“El que lucha con monstruos debe tener cuidado para no resultar él un monstruo. Y si mucho miras a un abismo, el abismo concluirá por mirar dentro de ti”. La famosa cita nietzscheana funcionó, en pleno carácter premonitorio, como la piedra Rosetta de las maravillas y horrores del siglo XX, el tiempo en que el hombre quiso desafiar a los dioses, la naturaleza y la historia. A la lista de artistas, científicos, políticos y militares que quisieron reescribir las reglas de sus tiempos se suman los asesinos, seres que, aun en un terreno más acotado de acción, compartían con los otros el sentirse más allá del bien y del mal. Su “obra” no tiene significado en sí misma, sino por la forma en que reverberaron en la caja de resonancia de la sociedad, como un grito que en sus múltiples ecos termina por configurar nuevas palabras, un nuevo dialecto. Así, los grandes asesinos no son simplemente criminales, sino figuras que traspasan una inesperada iconicidad pop para devenir densas metáforas de su tiempo. Todo está ahí: Ted Kaczynski (alias Unabomber) convirtiéndose en, quizás, el más literal crítico del modernismo; Charles Manson y el asesinato de Sharon Tate como el acto simbólico que cierra el verano del amor hippie de los 60; Ted Bundy como un anticuerpo maligno del despertar sexual de los 70.
El aforismo nietzscheano es igual de relevante a la hora de analizar cómo la sociedad retrata, explica o teoriza a partir de sus asesinos. La maldición inherente consiste en que el relato o la explicación de actos tan terribles deja a su autor como una escoria sucia y venenosa que arma un mito alrededor de su objeto, porque ¿cómo entender al monstruo sin alimentarlo entre los barrotes?

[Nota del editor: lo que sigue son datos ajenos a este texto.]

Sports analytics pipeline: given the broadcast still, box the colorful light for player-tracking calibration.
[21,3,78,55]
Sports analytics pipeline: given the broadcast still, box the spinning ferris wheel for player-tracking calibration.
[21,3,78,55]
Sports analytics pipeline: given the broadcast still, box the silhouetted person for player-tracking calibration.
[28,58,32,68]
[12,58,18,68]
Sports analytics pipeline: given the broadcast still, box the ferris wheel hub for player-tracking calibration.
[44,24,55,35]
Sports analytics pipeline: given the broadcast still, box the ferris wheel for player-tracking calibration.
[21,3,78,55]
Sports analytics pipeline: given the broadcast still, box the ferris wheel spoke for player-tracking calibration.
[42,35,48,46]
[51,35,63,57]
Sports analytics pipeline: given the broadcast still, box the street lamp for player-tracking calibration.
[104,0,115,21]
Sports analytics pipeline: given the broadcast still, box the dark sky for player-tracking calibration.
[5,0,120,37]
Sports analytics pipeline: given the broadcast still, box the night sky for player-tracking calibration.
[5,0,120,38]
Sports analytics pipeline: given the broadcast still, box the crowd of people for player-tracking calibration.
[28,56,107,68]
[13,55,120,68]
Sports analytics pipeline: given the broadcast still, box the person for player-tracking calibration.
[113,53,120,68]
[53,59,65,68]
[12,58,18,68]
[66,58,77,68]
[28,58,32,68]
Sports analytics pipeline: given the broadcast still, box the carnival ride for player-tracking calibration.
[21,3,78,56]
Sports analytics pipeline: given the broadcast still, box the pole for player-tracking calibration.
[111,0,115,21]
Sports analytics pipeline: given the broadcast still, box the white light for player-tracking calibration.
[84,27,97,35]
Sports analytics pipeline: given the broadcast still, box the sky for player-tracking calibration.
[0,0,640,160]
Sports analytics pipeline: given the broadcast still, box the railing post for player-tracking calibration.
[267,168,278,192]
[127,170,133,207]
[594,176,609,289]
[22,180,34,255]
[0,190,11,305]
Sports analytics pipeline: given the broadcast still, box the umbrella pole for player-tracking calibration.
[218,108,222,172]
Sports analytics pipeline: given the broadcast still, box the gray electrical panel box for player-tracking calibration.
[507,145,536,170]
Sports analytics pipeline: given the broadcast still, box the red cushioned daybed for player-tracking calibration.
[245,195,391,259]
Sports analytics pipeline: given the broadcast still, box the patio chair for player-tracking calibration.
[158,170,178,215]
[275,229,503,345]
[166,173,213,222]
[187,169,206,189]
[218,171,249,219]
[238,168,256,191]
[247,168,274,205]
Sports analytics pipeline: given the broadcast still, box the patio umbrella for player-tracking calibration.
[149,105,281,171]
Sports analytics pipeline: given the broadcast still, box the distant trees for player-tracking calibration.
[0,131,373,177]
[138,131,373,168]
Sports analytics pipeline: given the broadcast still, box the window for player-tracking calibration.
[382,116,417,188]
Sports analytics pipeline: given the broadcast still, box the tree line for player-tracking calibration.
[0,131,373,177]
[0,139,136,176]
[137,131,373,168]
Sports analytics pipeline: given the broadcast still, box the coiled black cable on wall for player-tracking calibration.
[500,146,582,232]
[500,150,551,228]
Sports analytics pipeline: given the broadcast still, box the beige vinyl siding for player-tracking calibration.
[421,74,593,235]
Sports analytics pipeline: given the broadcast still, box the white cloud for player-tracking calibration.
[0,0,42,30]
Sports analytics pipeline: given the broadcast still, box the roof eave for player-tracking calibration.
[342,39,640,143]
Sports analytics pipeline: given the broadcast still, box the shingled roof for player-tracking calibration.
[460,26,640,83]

Y acá entran las series sobre asesinos o muertes extrañas, un subgénero documental que nunca para de crecer y al que a plataformas como Netflix le han resultado rentables. Tres series recientemente estrenadas –The Ripper, Acosador nocturno: a la caza de un asesino en serie y Escena del crimen: desaparición en el hotel Cecil– arman el tríptico ideal para ver qué se pone en juego, qué síntomas arrecian y qué queda sin decir en las actuales elaboraciones sobre asesinatos y muertes extrañas.
El regreso de Jack
The Ripper sigue a Peter Sutcliffe, un asesino de mujeres que asoló a la comunidad inglesa entre 1975 y 1980. El modus operandi casi siempre era el mismo: el asesino solía acechar a mujeres solitarias, a las que primero asestaba un golpe de martillo, para después atacarlas con elementos punzantes. Los primeros casos confirmados, en los que predominaba el perfil de mujeres de una zona roja de Yorkshire, lo convertían en una tentadora reencarnación de Jack el Destripador. La acumulación de víctimas puso en jaque las libertades recién obtenidas por las mujeres, y pronto las autoridades empezaron a recomendar que no salieran solas, es decir, sin la escolta de un hombre. El documental de Ellena Wood y Jesse Vile es un gran acierto tanto en lo estético como en su coherencia narrativa. Hay algo en el tono seco, casi estadístico, en que se apilan los casos, que genera la ominosa sensación acumulativa lograda por “La parte de los crímenes”, el más duro de los capítulos de 2666, de Roberto Bolaño.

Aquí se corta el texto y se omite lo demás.